La tentation de St Antoine

« J'aurai beau faire, ce sera toujours
plus étrange que beau.».

Version de 1856

« J'ai dans Saint Antoine élagué tout ce qui me semble intempestif. - Travail qui n'était pas mince puisque la première partie, qui avait 160 pages, n'en a plus maintenant (recopiée) que 74. - J'espère être quitte de cette première partie dans une huitaine de jours. - Il y a plus à faire dans la 2e, où j'ai fini par découvrir un lien, piètre, peut-être, mais enfin un lien, un enchaînement possible. Le personnage de saint Antoine va être renflé de deux ou trois monologues qui amèneront fatalement les tentations. - Quant à la 3e, le milieu est à refaire en entier. En somme une vingtaine de pages, ou trentaine de pages, peut-être à écrire. - Je biffe les mouvements (extra)-lyriques. J'efface beaucoup d'inversions et je persécute les tournures, lesquelles vous déroutent de l'idée principale. - Enfin j'espère rendre cela lisible et pas trop embêtant. »

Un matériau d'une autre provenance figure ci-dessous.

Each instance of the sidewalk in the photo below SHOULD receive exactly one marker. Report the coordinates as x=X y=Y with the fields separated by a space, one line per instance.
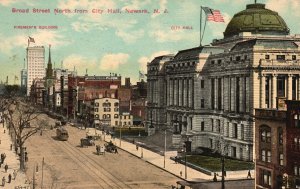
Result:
x=170 y=166
x=12 y=161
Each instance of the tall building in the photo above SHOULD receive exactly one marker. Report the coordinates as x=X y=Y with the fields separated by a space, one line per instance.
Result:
x=277 y=136
x=23 y=78
x=211 y=91
x=35 y=65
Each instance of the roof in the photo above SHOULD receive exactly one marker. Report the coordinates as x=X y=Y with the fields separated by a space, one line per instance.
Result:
x=265 y=43
x=194 y=52
x=256 y=19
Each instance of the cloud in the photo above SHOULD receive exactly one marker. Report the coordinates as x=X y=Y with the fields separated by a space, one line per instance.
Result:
x=284 y=6
x=86 y=4
x=162 y=7
x=80 y=63
x=9 y=2
x=169 y=35
x=113 y=61
x=136 y=4
x=42 y=38
x=143 y=61
x=233 y=2
x=130 y=37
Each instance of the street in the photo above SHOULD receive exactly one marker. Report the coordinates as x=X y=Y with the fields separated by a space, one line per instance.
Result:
x=67 y=165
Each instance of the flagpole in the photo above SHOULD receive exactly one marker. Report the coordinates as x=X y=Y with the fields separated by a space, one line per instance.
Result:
x=203 y=29
x=200 y=24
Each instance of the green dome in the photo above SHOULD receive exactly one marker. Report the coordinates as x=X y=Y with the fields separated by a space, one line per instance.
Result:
x=257 y=20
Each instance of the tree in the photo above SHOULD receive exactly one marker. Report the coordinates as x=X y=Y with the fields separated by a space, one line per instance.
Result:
x=19 y=117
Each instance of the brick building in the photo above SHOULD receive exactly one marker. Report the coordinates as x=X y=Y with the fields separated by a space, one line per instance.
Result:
x=277 y=136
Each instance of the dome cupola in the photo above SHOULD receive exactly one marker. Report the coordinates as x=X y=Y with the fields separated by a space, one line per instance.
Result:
x=257 y=20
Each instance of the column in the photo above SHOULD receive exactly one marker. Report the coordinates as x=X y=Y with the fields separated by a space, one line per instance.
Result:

A Louis Bouilhet .1er juin 1856.

 

« Je re-suis dans Saint Antoine , je lime et gratte des phrases avec acharnement. - Et je vais bientôt me mettre à faire du neuf si j'en ai le coeur. Je crois qu'il y a peut-être moyen de rendre cela lisible ; il me semble que j'entrevois, par moments, un plan fort net, et presque mathématique. Je me trompe sans doute, et en cas que ne ne me trompe pas, l'y verra-t-on ?
En tout cas, je veux amener la chose à un diapason de style le plus congru possible. J'ai bien à faire. Mais franchement c'était piètrement écrit. - Et quant à l'ensemble, je conçois que vous n'y ayez rien compris. Les intentions seules étaient bonnes. J'en ai pour tout l'été. »

A Louis Bouilhet .7 juillet 1856.

 

« Me revoilà à Croisset pour deux mois et dans le re-Saint Antoine. Il commence à m'embêter et j'ai hâte d'en être quitte. J'aurai beau faire, ce sera toujours plus étrange que beau. La pâte du style est molle. Quant à l'ensemble, je masturbe ma pauvre cervelle pour tâcher d'en faire un. Mais... »

A Louis Bouilhet .28 juillet 1856.

 

« Il faut avoir une grande vertu ou un bel entêtement pour poursuivre et parachever une semblable machine, contre laquelle tout le monde se mettra, à commencer par toi, mon vieux. - J'aurais bien besoin de tes conseils pour le moment, car je suis dans de grandes perplexités de plan. »

A Louis Bouilhet .3 août 1856.

 

« Je travaille comme un boëf [sic] à Saint Antoine. La chaleur m'excite. Et il y a longtemps que je n'ai été aussi gaillard. Je passe mes après-midis avec les volets fermés, les rideaux tirés, et sans chemise ; en costume de charpentier. - Je gueule ! je sue ! c'est superbe. Il y a des moments où « décidément, c'est plus que du délire » ! Blague à part, je crois toucher le joint, je finirai par rendre la chose potable, à moins que je n'aie complètement la berlue, ce qui est possible. »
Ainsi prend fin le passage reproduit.